I have a mixed model and the data looks like this:
> head(pce.ddply)
subject Condition errorType errors
1 j202 G O 0.00000000
2 j202 G P 0.00000000
3 j203 G O 0.08333333
4 j203 G P 0.00000000
5 j205 G O 0.16666667
6 j205 G P 0.00000000
Each subject provides two datapoints for errorType (O or P) and each subject is in either Condition G (N=30) or N (N=33). errorType is a repeated variable and Condition is a between variable. I'm interested in both main effects and the interactions. So, first an anova:
> summary(aov(errors ~ Condition * errorType + Error(subject/(errorType)),
data = pce.ddply))
Error: subject
Df Sum Sq Mean Sq F value Pr(>F)
Condition 1 0.00507 0.005065 2.465 0.122
Residuals 61 0.12534 0.002055
Error: subject:errorType
Df Sum Sq Mean Sq F value Pr(>F)
errorType 1 0.03199 0.03199 10.52 0.001919 **
Condition:errorType 1 0.04010 0.04010 13.19 0.000579 ***
Residuals 61 0.18552 0.00304
Condition is not significant, but errorType is, as well as the interaction.

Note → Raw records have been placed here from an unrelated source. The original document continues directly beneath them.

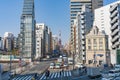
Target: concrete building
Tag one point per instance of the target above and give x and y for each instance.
(43, 40)
(115, 30)
(15, 43)
(97, 47)
(76, 6)
(107, 18)
(55, 42)
(27, 31)
(8, 41)
(82, 24)
(0, 42)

However, when I use lmer, I get a totally different set of results:
> lmer(errors ~ Condition * errorType + (1 | subject),
data = pce.ddply)
Linear mixed model fit by REML
Formula: errors ~ Condition * errorType + (1 | subject)
Data: pce.ddply
AIC BIC logLik deviance REMLdev
-356.6 -339.6 184.3 -399 -368.6
Random effects:
Groups Name Variance Std.Dev.
subject (Intercept) 0.000000 0.000000
Residual 0.002548 0.050477
Number of obs: 126, groups: subject, 63
Fixed effects:
Estimate Std. Error t value
(Intercept) 0.028030 0.009216 3.042
ConditionN 0.048416 0.012734 3.802
errorTypeP 0.005556 0.013033 0.426
ConditionN:errorTypeP -0.071442 0.018008 -3.967
Correlation of Fixed Effects:
(Intr) CndtnN errrTP
ConditionN -0.724
errorTypeP -0.707 0.512
CndtnN:rrTP 0.512 -0.707 -0.724
So for lmer, Condition and the interaction are significant, but errorType is not.
Also, the lmer result is exactly the same as a glm result, leading me to believe something is wrong.
Can someone please help me understand why they are so different? I suspect I am using lmer incorrectly (though I've tried many other versions like (errorType | subject) with similar results.
Another reason for the difference is that you are treating errorType as a fixed effect when you use lmer (which is consistent with your description of your scenario), but as a random effect that is nested within subject in your aov() code.
I would trust the results of your lmer() call, not those of your aov() call. If you ever check back here, try rerunning your aov as aov(errors ~ Condition * errorType + Error(subject),data = pce.ddply). Since your design is close to balanced, I expect aov() would give you estimates that are similar to those from lmer().